Observamos que entre os homens o tratamento conservador foi realizado em 10 (56%) joelhos, enquanto o cirúrgico foi realizado em 8 (44%) joelhos. Entre as mulheres, o tratamento conservador foi realizado em 11 (85%) joelhos e nenhum tratamento foi realizado em 2 (15%) joelhos (Tabela 12 ).

Observamos que dos 16 atletas do sexo masculino com história de entorse, sete (44%) atletas foram operados, sendo seis unilateral e um bilateralmente, e que dos oito joelhos submetidos à cirurgia, houve seis (75%) meniscectomias e duas (25%) reconstruções do ligamento cruzado anterior com tendão patelar.
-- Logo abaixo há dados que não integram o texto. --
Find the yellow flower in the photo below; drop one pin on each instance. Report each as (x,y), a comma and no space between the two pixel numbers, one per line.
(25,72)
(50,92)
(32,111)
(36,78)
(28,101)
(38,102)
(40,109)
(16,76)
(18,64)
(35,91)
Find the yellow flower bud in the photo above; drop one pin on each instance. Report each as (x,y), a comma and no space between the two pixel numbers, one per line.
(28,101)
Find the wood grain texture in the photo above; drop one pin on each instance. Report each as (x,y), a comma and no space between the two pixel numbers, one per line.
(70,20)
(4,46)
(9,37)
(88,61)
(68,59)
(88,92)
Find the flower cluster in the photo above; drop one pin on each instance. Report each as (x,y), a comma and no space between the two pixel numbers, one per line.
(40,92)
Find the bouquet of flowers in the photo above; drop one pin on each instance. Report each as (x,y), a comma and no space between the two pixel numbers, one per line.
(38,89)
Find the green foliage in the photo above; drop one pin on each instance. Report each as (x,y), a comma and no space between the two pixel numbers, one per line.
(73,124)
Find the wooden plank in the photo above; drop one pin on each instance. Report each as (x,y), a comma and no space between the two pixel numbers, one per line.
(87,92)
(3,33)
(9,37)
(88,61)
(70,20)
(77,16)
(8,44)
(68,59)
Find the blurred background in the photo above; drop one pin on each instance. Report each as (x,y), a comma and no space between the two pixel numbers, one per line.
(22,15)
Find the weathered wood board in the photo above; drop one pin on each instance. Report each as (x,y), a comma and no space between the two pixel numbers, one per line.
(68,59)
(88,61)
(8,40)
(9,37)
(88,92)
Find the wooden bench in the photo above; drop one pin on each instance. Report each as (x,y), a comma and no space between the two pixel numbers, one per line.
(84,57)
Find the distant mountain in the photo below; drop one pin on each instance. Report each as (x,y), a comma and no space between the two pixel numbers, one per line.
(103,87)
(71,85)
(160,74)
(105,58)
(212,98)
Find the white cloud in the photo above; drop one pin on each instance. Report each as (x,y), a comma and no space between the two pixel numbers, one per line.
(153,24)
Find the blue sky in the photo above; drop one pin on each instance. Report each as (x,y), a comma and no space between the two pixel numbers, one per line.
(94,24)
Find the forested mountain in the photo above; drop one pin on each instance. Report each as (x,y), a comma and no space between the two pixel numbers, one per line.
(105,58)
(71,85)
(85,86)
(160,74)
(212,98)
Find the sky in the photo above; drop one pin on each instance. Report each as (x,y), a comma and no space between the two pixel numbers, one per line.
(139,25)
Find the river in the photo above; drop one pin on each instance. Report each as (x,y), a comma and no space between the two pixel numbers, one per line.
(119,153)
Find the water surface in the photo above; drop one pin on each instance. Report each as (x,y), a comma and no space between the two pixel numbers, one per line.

O exame físico ligamentar dos atletas operados não apresentou alterações.

Dos atletas que haviam sofrido entorse no joelho, três do sexo masculino apresentaram alteração ligamentar. Dois deles apresentaram o teste de abertura medial de 3 a 5mm, o que é considerado próximo do normal, segundo o IKDC 2000, o terceiro apresentou o teste da gaveta posterior de 6 a 10mm, considerada anormal, conforme o IKDC 2000. Um dos atletas com alteração no teste de abertura medial apresentou lesão no menisco medial, conforme exame de ressonância nuclear magnética realizado posteriormente.

Encontramos o número total de dez (63%) atletas do sexo masculino com história de entorse que apresentaram lesões ligamentares ou meniscais.
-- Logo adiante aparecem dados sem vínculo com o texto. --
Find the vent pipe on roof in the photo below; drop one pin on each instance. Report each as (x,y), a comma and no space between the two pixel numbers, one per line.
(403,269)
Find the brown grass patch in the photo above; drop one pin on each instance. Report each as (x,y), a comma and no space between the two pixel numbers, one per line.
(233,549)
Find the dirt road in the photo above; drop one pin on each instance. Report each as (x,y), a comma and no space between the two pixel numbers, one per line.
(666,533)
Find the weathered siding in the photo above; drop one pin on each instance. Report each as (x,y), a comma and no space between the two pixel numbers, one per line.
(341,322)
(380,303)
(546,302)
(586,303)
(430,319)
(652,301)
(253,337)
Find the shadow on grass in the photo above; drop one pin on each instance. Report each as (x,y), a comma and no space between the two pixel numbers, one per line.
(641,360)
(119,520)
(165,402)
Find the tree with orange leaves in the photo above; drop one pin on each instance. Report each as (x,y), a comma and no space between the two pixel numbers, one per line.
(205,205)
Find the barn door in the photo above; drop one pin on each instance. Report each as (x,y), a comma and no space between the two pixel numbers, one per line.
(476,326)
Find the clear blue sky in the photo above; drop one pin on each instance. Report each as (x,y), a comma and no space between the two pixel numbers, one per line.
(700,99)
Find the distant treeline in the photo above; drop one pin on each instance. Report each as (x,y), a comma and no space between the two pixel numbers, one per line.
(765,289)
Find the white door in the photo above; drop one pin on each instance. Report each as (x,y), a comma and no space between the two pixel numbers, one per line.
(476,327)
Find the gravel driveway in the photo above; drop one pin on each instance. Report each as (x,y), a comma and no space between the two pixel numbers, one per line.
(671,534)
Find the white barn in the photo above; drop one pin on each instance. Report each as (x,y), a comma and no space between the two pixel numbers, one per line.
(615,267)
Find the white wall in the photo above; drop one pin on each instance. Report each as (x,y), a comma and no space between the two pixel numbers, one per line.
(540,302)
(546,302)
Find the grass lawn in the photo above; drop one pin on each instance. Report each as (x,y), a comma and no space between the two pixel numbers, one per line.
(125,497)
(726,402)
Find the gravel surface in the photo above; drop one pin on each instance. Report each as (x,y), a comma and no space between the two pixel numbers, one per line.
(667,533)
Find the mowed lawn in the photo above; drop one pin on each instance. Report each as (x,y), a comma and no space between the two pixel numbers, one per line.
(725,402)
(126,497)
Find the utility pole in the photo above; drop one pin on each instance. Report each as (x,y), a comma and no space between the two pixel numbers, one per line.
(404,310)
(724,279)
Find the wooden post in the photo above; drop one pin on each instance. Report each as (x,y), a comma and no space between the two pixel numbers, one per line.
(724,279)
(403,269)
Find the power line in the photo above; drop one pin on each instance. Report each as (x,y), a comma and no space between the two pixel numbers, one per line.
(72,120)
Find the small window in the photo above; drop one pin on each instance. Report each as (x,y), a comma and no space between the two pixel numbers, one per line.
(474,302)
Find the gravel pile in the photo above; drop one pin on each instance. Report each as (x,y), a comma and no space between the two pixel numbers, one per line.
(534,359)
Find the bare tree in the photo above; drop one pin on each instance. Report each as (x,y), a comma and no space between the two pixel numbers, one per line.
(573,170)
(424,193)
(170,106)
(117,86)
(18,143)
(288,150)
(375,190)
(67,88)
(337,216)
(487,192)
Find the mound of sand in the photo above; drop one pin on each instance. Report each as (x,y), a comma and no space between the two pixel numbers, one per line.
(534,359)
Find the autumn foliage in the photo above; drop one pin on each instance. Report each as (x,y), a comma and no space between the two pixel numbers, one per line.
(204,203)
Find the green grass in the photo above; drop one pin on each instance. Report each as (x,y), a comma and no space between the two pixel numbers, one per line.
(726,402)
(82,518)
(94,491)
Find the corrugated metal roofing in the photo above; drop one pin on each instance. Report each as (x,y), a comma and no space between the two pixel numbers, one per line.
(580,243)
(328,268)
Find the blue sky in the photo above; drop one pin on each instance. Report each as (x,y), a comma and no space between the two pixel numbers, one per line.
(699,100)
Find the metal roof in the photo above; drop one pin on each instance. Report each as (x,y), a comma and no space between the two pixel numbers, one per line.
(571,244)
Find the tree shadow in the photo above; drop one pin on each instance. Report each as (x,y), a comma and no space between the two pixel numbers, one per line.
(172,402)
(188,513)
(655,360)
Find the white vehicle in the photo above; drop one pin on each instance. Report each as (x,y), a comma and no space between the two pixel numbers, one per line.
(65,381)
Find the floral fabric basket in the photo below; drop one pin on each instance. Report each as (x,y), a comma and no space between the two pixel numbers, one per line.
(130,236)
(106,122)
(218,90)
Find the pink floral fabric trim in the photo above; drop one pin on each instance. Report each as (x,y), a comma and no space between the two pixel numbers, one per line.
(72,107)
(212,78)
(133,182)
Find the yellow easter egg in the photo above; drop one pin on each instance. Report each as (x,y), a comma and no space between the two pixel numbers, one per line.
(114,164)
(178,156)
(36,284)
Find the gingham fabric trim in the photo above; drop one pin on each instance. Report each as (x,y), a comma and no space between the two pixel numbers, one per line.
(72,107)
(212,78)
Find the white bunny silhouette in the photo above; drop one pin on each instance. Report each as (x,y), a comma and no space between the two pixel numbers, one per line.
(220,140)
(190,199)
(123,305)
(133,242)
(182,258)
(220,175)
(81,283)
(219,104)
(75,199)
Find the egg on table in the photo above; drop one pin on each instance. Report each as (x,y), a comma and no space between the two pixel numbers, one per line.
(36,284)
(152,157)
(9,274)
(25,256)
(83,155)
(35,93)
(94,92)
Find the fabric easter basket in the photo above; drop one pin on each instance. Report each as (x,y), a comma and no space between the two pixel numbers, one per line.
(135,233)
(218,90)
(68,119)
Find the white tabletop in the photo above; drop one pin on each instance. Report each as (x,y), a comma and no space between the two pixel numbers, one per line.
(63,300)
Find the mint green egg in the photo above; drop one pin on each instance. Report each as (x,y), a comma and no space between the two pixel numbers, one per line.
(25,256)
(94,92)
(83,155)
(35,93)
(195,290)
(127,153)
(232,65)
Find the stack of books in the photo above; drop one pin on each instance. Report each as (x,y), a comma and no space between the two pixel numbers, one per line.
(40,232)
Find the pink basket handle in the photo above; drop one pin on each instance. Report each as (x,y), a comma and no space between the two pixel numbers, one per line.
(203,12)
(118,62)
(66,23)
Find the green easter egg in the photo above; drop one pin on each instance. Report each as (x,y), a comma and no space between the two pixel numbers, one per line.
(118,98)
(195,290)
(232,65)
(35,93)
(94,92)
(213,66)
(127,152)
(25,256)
O tempo de retorno ao jogo variou entre 1 e 9 meses no sexo masculino, com média de 3,5 meses, e entre 1 mês e 9 meses no sexo feminino, com média de 3,7 meses. (Gráfico 1). A média do tempo de retorno ao jogo dos atletas com lesões ligamentares ou meniscais foi de 4,5 meses, enquanto os jogadores sem lesão retornaram em 1,8 mês.

A pontuação do IKDC subjetivo variou entre 75 e 100 pontos no sexo masculino, com média de 95 pontos, e entre 82 e 100 pontos no sexo feminino, com média de 96 pontos. (Gráfico 2)

45 (90%)s homens são considerados normais para frouxidão articular generalizada, enquanto que as mulheres dividem-se entre 24 (51%) consideradas normais e 23 (49%) consideradas frouxas (Tabela 13).

Entre os atletas do sexo masculino com história de entorse 14 (88%) são considerados normais para frouxidão articular generalizada, enquanto 7 (63%) mulheres com história de entorse são consideradas frouxas (Tabela 14 ).

Observamos que os homens dividem-se entre 38 (76%) obviamente varos e 12 (24%) com alinhamento considerado normal, enquanto as mulheres dividem-se entre 29 (62%) atletas com alinhamento considerado normal e 18 (38%) obviamente varas (Tabela 15).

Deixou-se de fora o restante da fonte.